As I said, I'm shocked - I thought it was much higher than that!

Anyone who's seen a rough-knuckled subby down the pub after a hard day's work, or tired and emotional company boss at a construction awards do, knows that 28 units is extremely conservative. I've seen people crawling across the Sahara with less of a thirst than most contractors.

In any case, 28 units isn't a bad thing. The government's own guidelines say that men shouldn't regularly exceed 3-4 units a day. Which means you can drink 28 a week and still consider yourself on the straight and narrow.

Now if builders drank an average of 28 units while they were actually on site, then I'd agree that you'd have a problem. There's nothing worse than a wobbly skyscraper...

Failed construction project? Push off

It seems if you have a failed construction project in this country - and let's face it, there's a lot of them about - you call in the receivers and move on.

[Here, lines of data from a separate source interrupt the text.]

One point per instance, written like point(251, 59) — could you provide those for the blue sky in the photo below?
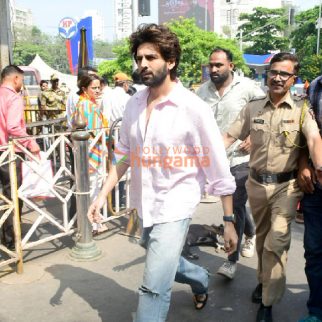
point(47, 14)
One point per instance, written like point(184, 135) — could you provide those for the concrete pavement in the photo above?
point(55, 288)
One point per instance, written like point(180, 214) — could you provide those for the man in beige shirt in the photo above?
point(227, 93)
point(278, 126)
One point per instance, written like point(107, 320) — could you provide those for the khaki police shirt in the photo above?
point(53, 100)
point(275, 133)
point(227, 107)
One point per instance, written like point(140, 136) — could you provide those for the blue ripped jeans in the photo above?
point(164, 265)
point(312, 211)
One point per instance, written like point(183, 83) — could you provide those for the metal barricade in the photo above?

If you're lucky, you've got a bit stashed away, so you hide out in your big house in the country for a while, away from the angry creditors, until it all blows over. But in China it looks like they have a different way of doing things.

Last week Chen Fuchao threatened to throw himself off a bridge in Guanzhou, southern China, because he wanted to kill himself after losing £184,000 on a construction job that went South.

Police did their best to talk the man down and it looked like it might have worked, were it not for the fact that a passer-by went up to him, greeted him with a handshake, and pushed him off the edge.

Luckily Fuchao landed on an air cushion that had been placed below in the event that he jumped. Initially I thought the passer-by must have been a creditor but it turns out he was just fed up with the traffic jam Fuchao was causing.